Bu sorulara verilecek cevaplar doğru ya da yanlış değillerdir, ama cevaplarınızı değerlendirmeye zaman ayırmanız, bir anne baba olarak kendiniz ve çocuklarınız için ne istediğinizi bulmanıza, hayal etmenize zemin hazırlayacaktır.
İlişkilerinizi değerlendirin
Aşağıdaki sorular çocuğunuzla ilişkiniz ve bu ilişkideki rolünüz hakkında düşünmenizi sağlayacaktır:
* Çocuklarınızı tek tek nasıl tanımlıyorsunuz?
* Çocuklarınızın her biriyle ilişkinizi nasıl tanımlıyorsunuz?
* Bir anne baba olarak kendinizi nasıl tanımlıyorsunuz?
* Eşinizi nasıl tanımlıyorsunuz?
* Eşinizle (ya da eski eşinizle) olan ilişkinizi nasıl tanımlıyorsunuz?
* Bir eş olarak kendinizi nasıl tanımlıyorsunuz?
* Siz ve eşiniz birbirinizden ne istiyorsunuz?
* Aile hayatınızda öncelikle neleri değiştirmek istersiniz?

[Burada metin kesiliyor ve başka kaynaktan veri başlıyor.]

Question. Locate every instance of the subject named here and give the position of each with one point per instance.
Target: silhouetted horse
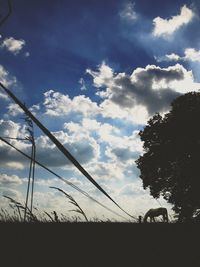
(152, 213)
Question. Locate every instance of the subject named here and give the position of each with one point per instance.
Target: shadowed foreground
(100, 244)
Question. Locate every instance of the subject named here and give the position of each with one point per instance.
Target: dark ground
(99, 244)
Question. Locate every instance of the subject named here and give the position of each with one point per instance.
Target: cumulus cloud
(57, 104)
(83, 85)
(190, 54)
(7, 180)
(166, 27)
(14, 109)
(13, 45)
(83, 148)
(128, 12)
(7, 80)
(144, 92)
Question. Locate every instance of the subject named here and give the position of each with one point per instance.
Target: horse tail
(146, 216)
(166, 214)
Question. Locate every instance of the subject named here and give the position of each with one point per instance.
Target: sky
(93, 72)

* Sizce istediğiniz değişiklerin önündeki engeller neler?
***
İki yetişkin arasındaki sevgi dolu bir ilişki son derece kişiseldir ve bireyler geliştikçe birçok değişim geçirir. Kimi zaman insanlar birbirlerinden ayrı düşer ya da birbirine paralel çizgilerde ilerlediklerini ama iletişim kurmayı unuttuklarını fark eder.
Halihazırdaki ilişkinizden memnunsanız, sevildiğinizi biliyorsanız, sevginizi eşinize ve çocuklarınıza ifade edebiliyorsanız olumlu yönde bir değişim yaratmak sizin için daha kolay olacaktır.

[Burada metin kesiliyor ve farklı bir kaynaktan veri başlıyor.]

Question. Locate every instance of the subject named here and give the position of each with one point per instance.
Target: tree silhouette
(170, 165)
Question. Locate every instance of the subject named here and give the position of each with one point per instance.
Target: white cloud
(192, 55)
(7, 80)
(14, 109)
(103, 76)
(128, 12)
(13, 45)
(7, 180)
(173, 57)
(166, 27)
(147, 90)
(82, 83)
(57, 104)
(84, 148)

Parçalanmış bir ilişki içinde olduğunuzu hissediyorsanız, bu duruma ciddiyetle yaklaşmanın vakti gelmiş olabilir. İlişkinizdeki sorunları anlayıp halletmek için tarafsız bir göze ihtiyacınız olduğunu düşünüyorsanız profesyonel destek almaktan çekinmeyin.

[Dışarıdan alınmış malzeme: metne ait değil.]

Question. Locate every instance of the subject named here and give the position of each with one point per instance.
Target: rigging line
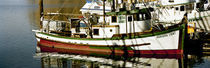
(150, 15)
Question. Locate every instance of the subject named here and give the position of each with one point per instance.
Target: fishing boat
(120, 31)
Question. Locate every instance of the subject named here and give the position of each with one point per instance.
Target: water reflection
(52, 60)
(56, 60)
(59, 60)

Peri masallarındaki gibi bir mutluluğun hayalini ne kadar kurarsak kuralım, hiçbir aile mükemmel değildir, mükemmel olması da gerekmez: Mükemmel bir ortamda öğrenmeye, gelişmeye ve farklılıklara pek yer yoktur. Fakat bazı insanlar diğerlerinden daha fazla trajedi yaşamıştır; anne babaların hepsi de kendi yetişme çağlarında rol modellerinin en iyisine sahip olmamış olabilirler. Acı verici de olsa, geçmişinizle yüzleşmeniz, geçmişinizin bugününüz üzerindeki etkisini anlayıp kabul etmeniz, geçmişin olumsuz etkilerinden sıyrılabilmeniz için hayati önemdedir.
Geçmişle yüzleşmek
Kendinize biraz zaman ayırıp hayatınızda aşağıdakiler gibi etkilere yol açmış travmatik olaylar olup olmadığını bir düşünün:
* Duygularınızı dürüstçe ve açıkça ifade etme becerinizi etkilemiş,
* Ayrılma ya da reddedilme ihtimaline karşı duyarlılığınızı artırmış,
* Kendinizi sevilebilir bir insan olarak algılamanızı bozmuş,
* Kendinizi değerli bir anne baba olarak algılamanızı bozmuş.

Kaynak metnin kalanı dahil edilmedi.